ACDI Development Manager, Stephen McCarron, is positive about the future job opportunities The Knowe can provide.

Stephen said: “Myself and all the team at ACDI are really pleased about the roles we have created. We have turned the old land into a multi-purpose hub which has benefitted local community as well as the environment.

“We’ve gone from strength to strength since we started here at The Knowe. Schools and residents of the area are now heavily involved in the project. I can only see us continuing to make more of a positive difference going forward.”

The Knowe Garden Centre is one of a number of new projects to be showcased on which highlight groups who have changed the land around them to improve their communities.

Launched in 2021, MyLand.Scot is designed to increase the Scottish public’s participation in land reform through a series of case studies, information pages and a brand new podcast, The Lay of the Land.

Hamish Trench, Chief Executive of the Scottish Land Commission, said: “The way we own and use land influences many parts of our everyday lives. From the price and availability of housing, access to greenspace, the effects of derelict sites in the heart of our communities, our ability to take climate action, to giving people the means and confidence to build businesses and communities.

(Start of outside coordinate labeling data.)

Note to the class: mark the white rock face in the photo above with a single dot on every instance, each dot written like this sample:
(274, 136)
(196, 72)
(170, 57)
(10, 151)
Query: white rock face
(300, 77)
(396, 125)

“Through sharing stories of communities taking an interest in land across the country, MyLand.Scot aims to inspire people to take a look at the land around them and stir an interest to take action.

“The Knowe Garden Centre is an excellent example of how areas of derelict land can be used to transform people’s careers and lives – and all in a sustainable, self-sufficient way. It is great to see how the project continues to positively impact people’s lives on a regular basis in Auchinleck.”

“Through MyLand.Scot, we want to raise awareness of the role and benefits land can play in everyday life in Scotland – to encourage people to get involved in conversations about land and take action in their local area.”